Introduction

Myeloma (MM) is characterized by osteolytic bone disease, detected in up to 80% of patients, increasing the risk for skeletal related events (SREs), causing morbidity, undermining quality of life and impairing survival. Current imaging modalities provide qualitative measures of bone involvement, often after irreversible damage has occurred.

Bone strains are a biomechanical measure of bone strength which quantifies bone relative deformation in response to applied force. As a result of load on bone strains develop which may lead to fracture, once strain magnitude reaches the yield strain. Lytic bone lesions cause local weakening expressed by an increase in local strains.

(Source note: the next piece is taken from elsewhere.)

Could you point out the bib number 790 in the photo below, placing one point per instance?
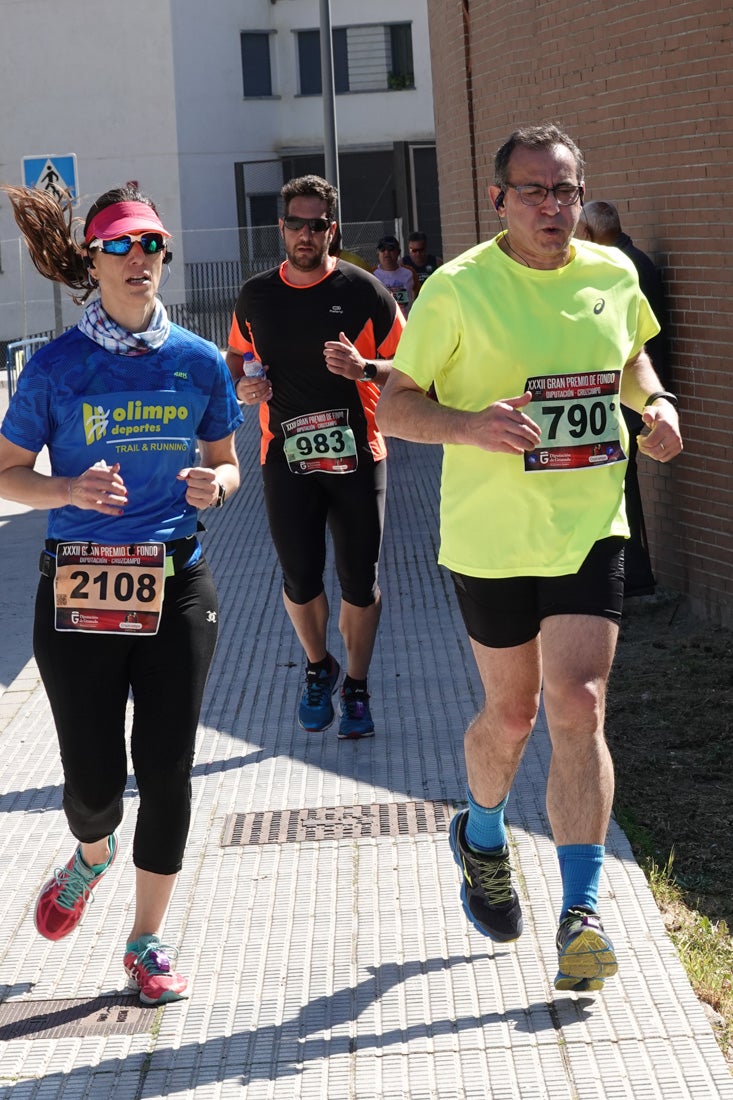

We developed CT-based finite element analysis (CTFEA), a novel measure designed to accurately estimate bone strains based on conventional CT scans. We hypothesize this tool may enable quantifying changes in bone strength over time, by monitoring strain. In this concept study we explore the sensitivity and responsiveness of CTFEA in myeloma patients to detect bone-disease progression and treatment response, and explore clinical correlates.

Methods

Patients: A pilot retrospective study. After approval by the institutional ethics committee, 16 MM patients, with at least 2 consecutive CT scans including the spine and at least the proximal 1/3 of the femur since 2010 were identified. Demographic, clinical and radiographic data were abstracted from medical records.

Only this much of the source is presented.